Wednesday, January 09, 2008

12 Commandments for Serious Eaters

Michael Pollan's Twelve Commandments for Serious Eaters: Can You Live By Them?

Here they are, Michael Pollan's Twelve Commandments for Serious Eaters, from his new book, In Defense of Food: An Eater's Manifesto. As Jamie Forrest noted yesterday, a few food pundits are taking him to task for a number of them. I'm down with most of what brother Pollan is preaching. What about you? These commandments are made to order for serious fat-chewing.

1. "Don't eat anything your grandmother wouldn't recognize as food."

2. "Avoid foods containing ingredients you can't pronounce."

3. "Don't eat anything that won't eventually rot."

4. "Avoid food products that carry health claims."

5. "Shop the peripheries of the supermarket; stay out of the middle."

6. "Better yet, buy food somewhere else: the farmers' market or CSA."

7. "Pay more, eat less."

8. "Eat a wide variety of species."

9. "Eat food from animals that eat grass." As long as these animals can occasionally be finished on corn.

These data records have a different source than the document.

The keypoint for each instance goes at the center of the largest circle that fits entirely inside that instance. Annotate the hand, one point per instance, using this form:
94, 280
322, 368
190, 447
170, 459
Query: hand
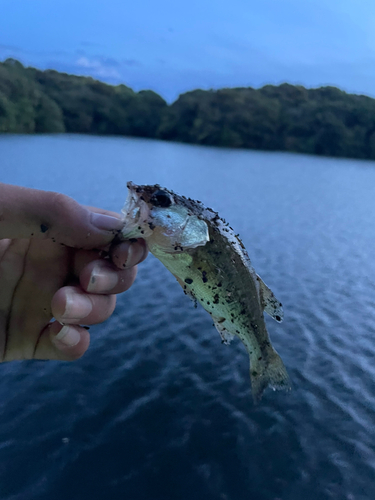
56, 261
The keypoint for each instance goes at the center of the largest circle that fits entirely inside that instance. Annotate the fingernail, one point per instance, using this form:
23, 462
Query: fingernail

Sorry, Michael: Beef from cows that eat grass and then corn taste better.

10. "Cook, and if you can, grow some of your own food." Amen, brother Michael. I'll cook, but in New York it's hard to grow some of your own food. Would the AeroGarden in our office count?

11. "Eat meals and eat them only at tables." Hard to argue with this one.

12. "Eat deliberately, with other people whenever possible, and always with pleasure." This, brother Pollen, is probably the most important commandment for this particular Serious Eater.

The key to living by Pollan's commandments is to realize that it's not an all-or-nothing situation. We can't, shouldn't, and won't be able to be slaves to all 12 commandments. But they're a good starting point for both Serious Eater discussion and serious action.